Increasing Transparency

As a result of the rising costs in Medicaid, both the Government Accountability Office and the Medicaid and CHIP Payment and Access Commission (MACPAC) recently called for improvements to transparency and oversight of hospital payments. MACPAC proposed practical reforms to improve transparency and accountability in Medicaid and financing. These steps are designed to address persistent gaps in data and oversight that hinder federal and state policymakers from evaluating whether Medicaid funds are being used appropriately and are well targeted to hospitals that need it most.

One of MACPAC’s central recommendations is for the Centers for Medicare & Medicaid Services (CMS) to establish a standardized, comprehensive hospital payment report. This would require states to submit data on all Medicaid payments to hospitals—including base payments, supplemental payments under fee-for-service, and state-directed payments made through managed care. By consolidating this information into a uniform national reporting structure, CMS would have a clearer picture of how taxpayer dollars are distributed across different types of hospitals and services.

This proposed reporting system would include key data elements such as:

  • Payment amounts by hospital and payment type (e.g. base, supplemental, state-directed);
  • Funding sources, including non-federal share contributions from state provider taxes and intergovernmental transfers;
  • Hospital characteristics, such as ownership status (public, non-profit, for-profit), Medicaid patient mix, and safety-net designations; and
  • Comparisons to Medicare and commercial payment levels, to better assess alignment with market rates.

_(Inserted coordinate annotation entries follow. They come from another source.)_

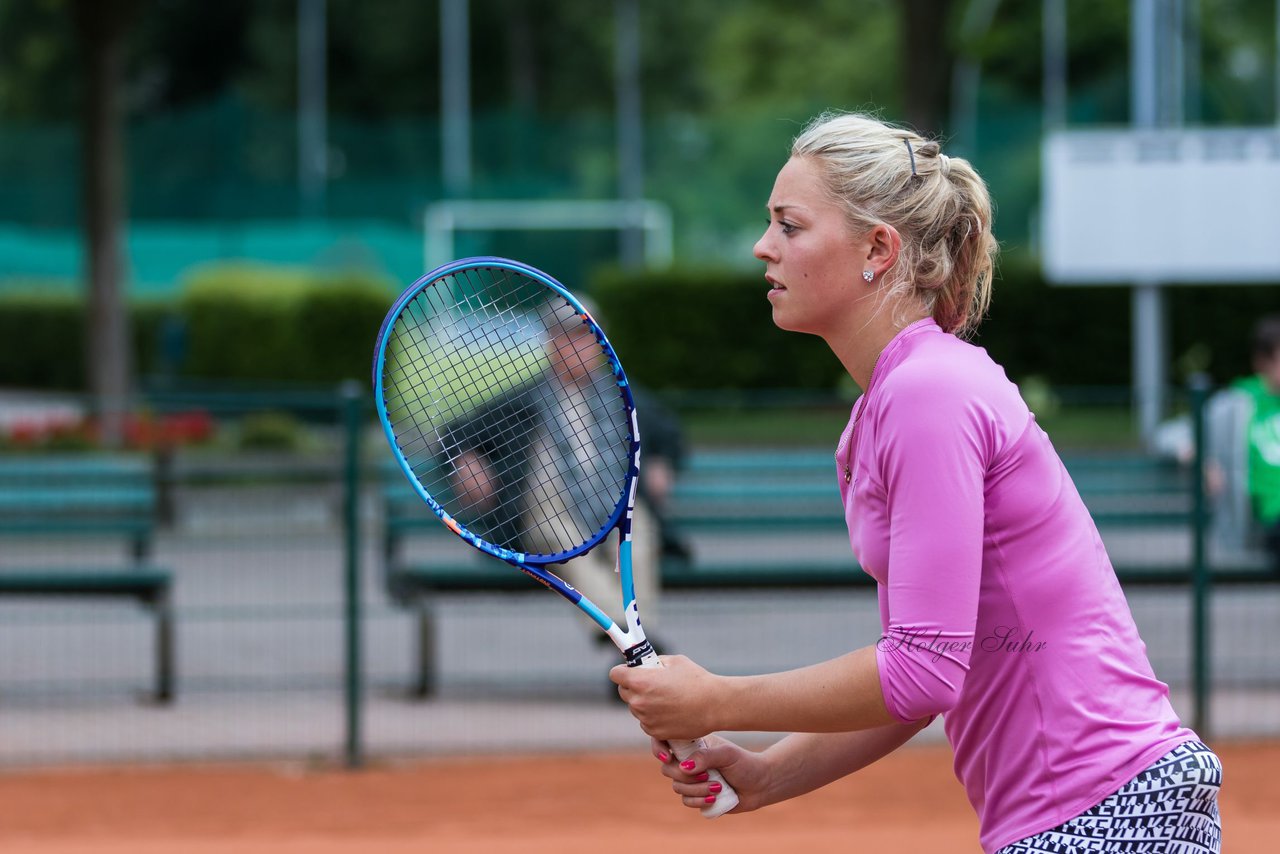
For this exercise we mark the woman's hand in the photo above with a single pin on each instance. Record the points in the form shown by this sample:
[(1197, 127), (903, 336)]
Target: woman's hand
[(744, 770), (677, 700)]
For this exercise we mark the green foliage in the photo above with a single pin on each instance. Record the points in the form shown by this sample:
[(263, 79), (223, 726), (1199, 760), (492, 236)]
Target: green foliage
[(259, 323), (712, 329), (270, 432), (231, 323), (44, 332)]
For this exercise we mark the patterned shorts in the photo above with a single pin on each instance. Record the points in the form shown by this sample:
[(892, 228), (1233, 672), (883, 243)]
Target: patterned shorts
[(1169, 808)]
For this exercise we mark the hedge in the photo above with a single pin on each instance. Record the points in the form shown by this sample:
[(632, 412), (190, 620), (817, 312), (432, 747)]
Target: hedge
[(44, 334), (236, 323), (256, 323)]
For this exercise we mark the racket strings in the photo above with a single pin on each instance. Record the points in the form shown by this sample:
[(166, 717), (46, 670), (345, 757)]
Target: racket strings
[(508, 411)]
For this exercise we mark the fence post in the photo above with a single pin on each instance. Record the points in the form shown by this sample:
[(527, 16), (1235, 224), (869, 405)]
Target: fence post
[(352, 401), (1198, 388)]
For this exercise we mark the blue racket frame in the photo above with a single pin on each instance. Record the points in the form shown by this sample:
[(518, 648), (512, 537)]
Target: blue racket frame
[(630, 639)]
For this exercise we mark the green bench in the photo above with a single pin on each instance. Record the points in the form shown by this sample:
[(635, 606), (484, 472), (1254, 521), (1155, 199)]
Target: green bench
[(96, 498), (752, 493)]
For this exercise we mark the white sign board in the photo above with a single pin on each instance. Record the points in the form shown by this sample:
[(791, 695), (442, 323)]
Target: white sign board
[(1161, 206)]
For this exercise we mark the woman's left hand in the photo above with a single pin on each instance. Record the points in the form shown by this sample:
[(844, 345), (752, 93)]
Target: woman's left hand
[(679, 700)]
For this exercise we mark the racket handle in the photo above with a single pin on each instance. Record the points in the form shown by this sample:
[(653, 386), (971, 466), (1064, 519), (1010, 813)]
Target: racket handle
[(727, 798)]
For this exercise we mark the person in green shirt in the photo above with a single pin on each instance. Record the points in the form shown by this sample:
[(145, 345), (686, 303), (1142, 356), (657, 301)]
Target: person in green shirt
[(1262, 391)]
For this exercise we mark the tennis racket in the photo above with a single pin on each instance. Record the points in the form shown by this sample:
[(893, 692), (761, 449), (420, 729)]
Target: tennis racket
[(510, 414)]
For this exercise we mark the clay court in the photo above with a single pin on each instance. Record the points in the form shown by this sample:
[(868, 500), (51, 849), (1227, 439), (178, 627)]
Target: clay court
[(558, 804)]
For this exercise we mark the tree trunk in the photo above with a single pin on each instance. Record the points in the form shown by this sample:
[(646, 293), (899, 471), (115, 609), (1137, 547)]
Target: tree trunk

With these reforms, policymakers would have the tools to answer foundational questions: Are Medicaid hospital payments equitable across different types of hospitals? Are they efficient and aligned with access and quality goals? And are state financing mechanisms creating perverse incentives or exacerbating disparities?

Conclusion

It is critical for Medicaid provider payments to be transparent in order to ensure that Medicaid payments are targeted towards hospitals that need it most. As payment growth accelerates, so does the risk that Medicaid funding will reinforce existing disparities rather than remedy them.

Implementing commonsense transparency reforms would strengthen oversight, protect taxpayer resources, and, most importantly, ensure that hospitals serving low-income communities are not left behind. It would also reinforce the case for protecting and strengthening Medicaid in the face of political opposition—making the program more sustainable, defensible, and equitable for the future.